Spicy Soup Noodles
 
Prep time
Cook time
Total time
 
Author:
Recipe type: Main
Ingredients
  • 500 g ground beef
  • 2 Tbsp honey
  • ¼ tsp sesame oil
  • 1 chicken bouillon cube
  • 8 cups water
  • 5 cloves garlic, minced
  • 2 Tbsp soy sauce
  • 1 Tbsp sriracha, plus extra to taste
  • ⅛ cup fresh lime juice
  • 300 g shanghai soup noodles or dried spaghettini*
  • 3-4 bunches baby bok choy, trimmed
  • 1 crown broccoli, trimmed
  • 2-3 green onions, thinly sliced
  • Lime wedges, to garnish
Instructions
  1. Add the ground beef to a dry pan (no oil). Brown on medium-high heat and drain well.
  2. Once the beef has been drained, return it to the heat and keep cooking it, stirring frequently, until the meat is golden and crunchy. This is counter-intuitive but will create a nice flavour and texture for your soup.
  3. Once the meat is crispy and brown, remove from heat and coat well with honey and sesame oil. Set aside.
  4. Dissolve your bouillon cube in 8 cups of water and bring to a boil. Add noodles and cook until not quite al dente.
  5. Add your bok choy and broccoli to the boiling noodles and cook for 1-2 minutes, until bright green and lightly cooked. Remove pot from heat.
  6. Add garlic, soy sauce, lime juice and the sriracha and give the soup a quick mix with a pair of tongs.

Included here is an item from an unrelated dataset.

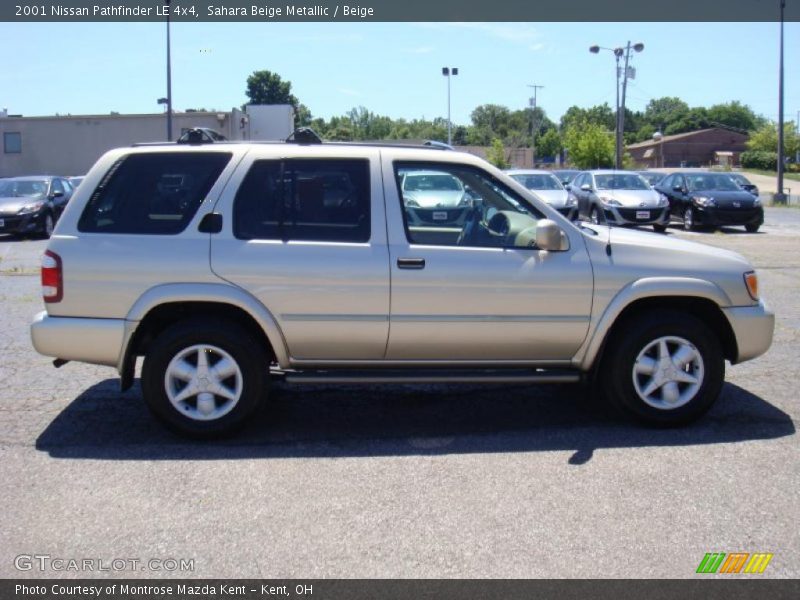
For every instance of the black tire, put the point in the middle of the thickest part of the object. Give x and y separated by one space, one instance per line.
634 336
689 221
221 338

  7. Serve immediately topped with a hefty sprinkle of sweet crumbled beef, fresh green onions and a slice of lime (and more sriracha if you’re zesty like me).
Notes
* If you are using fresh noodles, add them at the same time as the bok choy and broccoli, as they will cook very quickly. If you think you will have leftovers, I recommend using regular spaghettini instead, as it will get mushy less quickly.